The juxtamembrane region of the insulin receptor (IR) beta-subunit contains an unphosphorylated tyrosyl residue (Tyr960) that is essential for insulin-stimulated tyrosyl phosphorylation of some endogenous substrates and certain biological responses (White, M.F., Livingston, J.N., Backer, J.M., Lauris, V., Dull, T.J., Ullrich, A., and Kahn, C.R. (1988) Cell 54, 641-649). Tyrosyl residues in the juxtamembrane region of some plasma membrane receptors have been shown to be required for their internalization. In addition, a juxtamembrane tyrosine in the context of the sequence NPXY [corrected] is required for the coated pit-mediated internalization of the low density lipoprotein receptor. To examine the role of the juxtamembrane region of the insulin receptor during receptor-mediated endocytosis, we have studied the internalization of insulin by Chinese hamster ovary (CHO) cells expressing two mutant receptors: IRF960, in which Tyr960 has been substituted with phenylalanine, and IR delta 960, in which 12 amino acids (Ala954-Asp965), including the putative consensus sequence NPXY [corrected], were deleted. Although the in vivo autophosphorylation of IRF960 and IR delta 960 was similar to wild type, neither mutant could phosphorylate the endogenous substrate pp185. CHO/IRF960 cells internalized insulin normally whereas the intracellular accumulation of insulin by CHO/IR delta 960 cells was 20-30% of wild-type. However, insulin internalization in the CHO/IR delta 960 cells was consistently more rapid than that occurring in CHO cells expressing kinase-deficient receptors (CHO/IRA1018). The degradation of insulin was equally impaired in CHO/IR delta 960 and CHO/IRA1018 cells. These data show that the juxtamembrane region of the insulin receptor contains residues essential for insulin-stimulated internalization and suggest that the sequence NPXY [corrected] may play a general role in directing the internalization of cell surface receptors.

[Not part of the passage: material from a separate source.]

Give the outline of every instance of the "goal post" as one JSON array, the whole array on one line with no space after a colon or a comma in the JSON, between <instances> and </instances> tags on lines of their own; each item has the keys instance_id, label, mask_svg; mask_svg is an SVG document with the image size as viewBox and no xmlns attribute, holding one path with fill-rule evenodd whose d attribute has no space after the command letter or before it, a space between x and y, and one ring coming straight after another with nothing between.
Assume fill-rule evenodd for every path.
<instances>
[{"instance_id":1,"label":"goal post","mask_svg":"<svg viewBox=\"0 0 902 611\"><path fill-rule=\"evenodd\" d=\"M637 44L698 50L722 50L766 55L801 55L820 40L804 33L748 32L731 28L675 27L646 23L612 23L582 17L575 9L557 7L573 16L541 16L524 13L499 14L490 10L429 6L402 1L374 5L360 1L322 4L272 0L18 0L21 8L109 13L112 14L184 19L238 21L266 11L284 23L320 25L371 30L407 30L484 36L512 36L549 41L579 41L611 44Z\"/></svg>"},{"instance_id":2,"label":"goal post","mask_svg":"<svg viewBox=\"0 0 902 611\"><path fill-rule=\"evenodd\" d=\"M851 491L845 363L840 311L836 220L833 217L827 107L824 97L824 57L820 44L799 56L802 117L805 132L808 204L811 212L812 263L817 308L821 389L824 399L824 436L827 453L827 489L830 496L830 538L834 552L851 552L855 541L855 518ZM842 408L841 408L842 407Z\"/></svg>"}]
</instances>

胰岛素受体(IR)β亚基的近膜区域含有一个未磷酸化的酪氨酰残基(Tyr960),它对于胰岛素刺激某些内源性底物的酪氨酰磷酸化以及某些生物学反应至关重要(怀特,M.F.,利文斯顿,J.N.,巴克尔,J.M.,劳里斯,V.,杜尔,T.J.,乌尔里希,A.,以及卡恩,C.R.(1988年)《细胞》54卷,641 - 649页)。一些质膜受体近膜区域的酪氨酰残基已被证明是其内化所必需的。此外,低密度脂蛋白受体通过有被小窝介导的内化需要在序列NPXY[已修正]背景下的一个近膜酪氨酸。为了研究胰岛素受体近膜区域在受体介导的内吞作用中的作用,我们研究了表达两种突变受体的中国仓鼠卵巢(CHO)细胞对胰岛素的内化:IRF960,其中Tyr960被苯丙氨酸取代;以及IR delta 960,其中包括假定的共有序列NPXY[已修正]在内的12个氨基酸(Ala954 - Asp965)被删除。尽管IRF960和IR delta 960在体内的自身磷酸化与野生型相似,但两种突变体都不能使内源性底物pp185磷酸化。CHO/IRF960细胞正常内化胰岛素,而CHO/IR delta 960细胞中胰岛素的细胞内积累量是野生型的20 - 30%。然而,CHO/IR delta 960细胞中胰岛素的内化始终比表达激酶缺陷受体的CHO细胞(CHO/IRA1018)中发生的内化更快。胰岛素的降解在CHO/IR delta 960和CHO/IRA1018细胞中同样受损。这些数据表明胰岛素受体的近膜区域含有胰岛素刺激内化所必需的残基,并表明序列NPXY[已修正]可能在指导细胞表面受体的内化中起普遍作用。